Der Tunnel ist nach dem nahegelegenen . benannt Coenhaven, das wiederum nach dem benannt ist VOC Generalgouverneur Jan Pieterszoon Coen. Der Tunnel ist 1283 Meter lang, davon sind 587 Meter gesperrt Tunnelmulde. Der Tunnel verbindet die Zaanstreek mit Amsterdam West. Der tiefste Punkt des Tunnels liegt 22 Meter unter dem TASSE.
Geschichte
Bevor der Coentunnel realisiert wurde, war die hanpont die wichtigste Verbindung zwischen Amsterdam und Zaandam. Dies bildete einen großen Engpass für den Autoverkehr. 1959 wurden täglich 5.800 Autos transportiert. Wartezeiten für den Verkehr von 45 Minuten waren keine Ausnahme. In den 1950er Jahren wurden Kampagnen für einen Tunnel unter dem Nordseekanal gestartet, der sich schließlich als erfolgreich erwies.
Bau des Tunnels begann in 1961 und nach fünf Jahren, am 21. Juni 1966 durch Königin Juliana geöffnet. Die Baukosten betrugen 45 Millionen Gulden.
Im frühen 21. Jahrhundert konnte der Tunnel die zunehmende De . aufnehmen Verkehrsintensität kaum mehr, was zu zunehmenden Staus im Hauptverkehrszeit. Daher wurde von September 2009 bis Mai 2013 die Zweiter Coentunnel gebaut, die am 13. Mai 2013 eröffnet wurde. Der zweite Coentunnel befindet sich östlich des ersten Tunnels und verbindet die A8 mit der A10 West. Als der zweite Tunnel fertiggestellt war, wurde der erste Tunnel wegen Renovierungsarbeiten geschlossen. Der renovierte Coentunnel wurde am 21. Juli 2014 wiedereröffnet.

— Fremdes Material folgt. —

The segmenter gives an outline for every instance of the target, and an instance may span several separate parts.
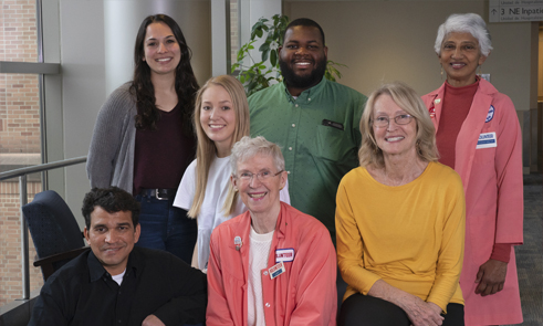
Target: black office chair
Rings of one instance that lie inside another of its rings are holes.
[[[44,281],[88,250],[72,211],[55,191],[36,193],[32,202],[22,207],[22,212],[38,254],[34,266],[41,266]]]

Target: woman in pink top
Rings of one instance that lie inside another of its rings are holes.
[[[280,201],[281,149],[246,136],[230,164],[248,211],[211,233],[206,324],[335,325],[334,245],[323,223]]]
[[[523,242],[521,130],[511,99],[477,75],[491,50],[481,17],[450,15],[435,44],[447,81],[422,96],[439,161],[460,175],[466,192],[468,326],[522,323],[513,250]]]

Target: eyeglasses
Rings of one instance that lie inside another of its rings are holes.
[[[413,116],[408,114],[400,114],[395,116],[393,119],[396,123],[396,125],[407,125],[411,122]],[[372,123],[376,127],[386,127],[390,123],[390,118],[387,116],[378,116],[375,119],[372,119]]]
[[[271,171],[262,171],[262,172],[259,172],[259,173],[251,173],[251,172],[242,172],[239,175],[239,179],[243,182],[251,182],[252,181],[252,177],[257,176],[257,179],[261,182],[265,182],[268,180],[270,180],[271,178],[273,177],[276,177],[279,175],[281,175],[283,172],[283,170],[276,172],[276,173],[273,173]]]

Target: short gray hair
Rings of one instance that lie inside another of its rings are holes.
[[[232,175],[236,175],[238,171],[238,162],[246,161],[257,155],[270,156],[278,171],[284,170],[283,154],[276,144],[265,140],[262,136],[254,138],[244,136],[232,147],[232,154],[230,155]]]
[[[438,29],[436,44],[434,44],[434,50],[438,55],[441,53],[441,44],[443,44],[445,38],[455,32],[473,35],[479,41],[481,54],[484,56],[488,56],[493,49],[487,23],[479,14],[453,13]]]

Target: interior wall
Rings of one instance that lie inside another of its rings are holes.
[[[202,84],[211,75],[210,1],[187,0],[184,4],[188,8],[186,11],[170,15],[181,20],[178,23],[192,49],[192,67],[198,82]],[[105,83],[104,2],[60,0],[59,12],[63,78],[63,157],[73,158],[87,155],[96,116],[109,93]],[[133,61],[136,32],[116,35],[130,39],[129,55],[125,59],[128,62]],[[65,199],[80,225],[83,225],[81,202],[88,190],[85,166],[66,168]]]
[[[403,81],[419,94],[443,82],[434,52],[438,27],[451,13],[476,12],[488,21],[488,1],[283,2],[291,20],[307,17],[326,35],[328,59],[346,64],[340,83],[368,95],[384,82]],[[530,109],[531,23],[489,23],[494,50],[482,66],[518,111]]]

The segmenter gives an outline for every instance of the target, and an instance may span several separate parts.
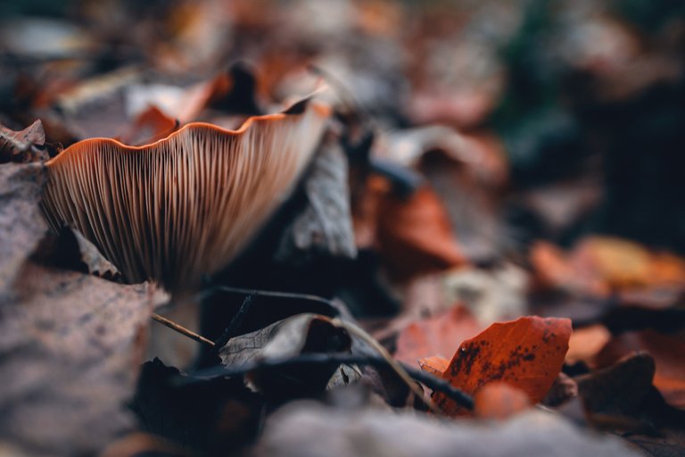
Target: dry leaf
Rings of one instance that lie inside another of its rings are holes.
[[[298,263],[317,255],[357,256],[347,171],[347,158],[335,138],[326,138],[304,179],[308,204],[284,234],[277,260]]]
[[[654,358],[654,386],[666,402],[685,409],[685,337],[653,330],[615,336],[597,355],[597,364],[610,366],[636,351],[645,351]]]
[[[461,344],[442,378],[471,395],[489,382],[504,381],[525,392],[536,403],[559,373],[570,337],[568,319],[532,316],[495,323]],[[440,393],[434,400],[447,414],[464,412]]]
[[[432,375],[441,378],[450,366],[450,359],[445,359],[439,355],[424,357],[418,360],[418,366],[424,371],[428,371]]]
[[[38,208],[45,167],[0,165],[0,299],[47,230]]]
[[[609,368],[576,378],[590,420],[597,415],[637,417],[652,386],[654,371],[654,359],[638,353]]]
[[[506,382],[488,383],[474,395],[474,413],[483,419],[507,419],[530,406],[528,395]]]
[[[531,260],[543,286],[581,295],[685,285],[685,259],[610,237],[585,238],[569,253],[538,242]]]
[[[603,325],[593,325],[584,328],[574,329],[568,341],[566,363],[573,365],[583,361],[594,367],[595,356],[609,341],[611,334]]]
[[[0,429],[52,455],[91,453],[133,427],[133,393],[152,299],[30,262],[0,302]]]
[[[219,355],[224,365],[239,367],[248,362],[285,360],[306,353],[348,352],[351,343],[347,331],[328,318],[304,313],[233,337]],[[287,398],[323,391],[337,368],[337,364],[293,366],[255,371],[249,378],[264,395]]]
[[[45,132],[40,120],[18,132],[0,124],[0,163],[46,160],[47,152],[38,147],[45,144]]]
[[[464,340],[477,335],[481,329],[468,310],[457,305],[401,330],[397,337],[394,356],[409,365],[417,365],[420,359],[430,355],[449,357]]]
[[[376,244],[397,278],[466,263],[440,200],[422,187],[407,200],[386,195],[378,204]]]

Um die westliche Umgehungsstraße um Amsterdam zu entlasten, Weststrandweg (A5) erkannte. Die A5 verbindet südlich des Coentunnels mit der A10. Die Straße liegt am längsten (Verkehrs-)Viadukt der Niederlande mit einer Länge von 3,3 Kilometern und führt durch das Gewerbegebiet Westtor zum Ausfahrt Raasdorp.
Konstruktion
Der Coentunnel ist ein sogenannter versunkener Tunnel. Die Zufahrtsrampen des Tunnels sind in offene Baugruben gebaut, wobei die unteren Teile auf Stahl gegründet sind. Das Baudock für den Coentunnel befindet sich neben dem des Eistunnel am Nordufer des Nordseekanals gebaut. Der südliche Eingang ist teilweise mit einem 1 Millimeter dicken Stahlboden und einer Wand bedeckt, um das Eindringen von Grundwasser und Setzungen zu verhindern.
Der Tunnel wurde in einer Weise wasserdicht gemacht, die später zum Standard gebracht wurde. Ein Beton-Innenausbau, eine Bitumenschicht, zwei Schichten GlasfaserBitumen, eine Schicht Polyester und noch eine Schicht Bitumen. Diese 1 Zentimeter dicke Schicht wird dann durch eine zweite Betonschicht vor Beschädigungen geschützt.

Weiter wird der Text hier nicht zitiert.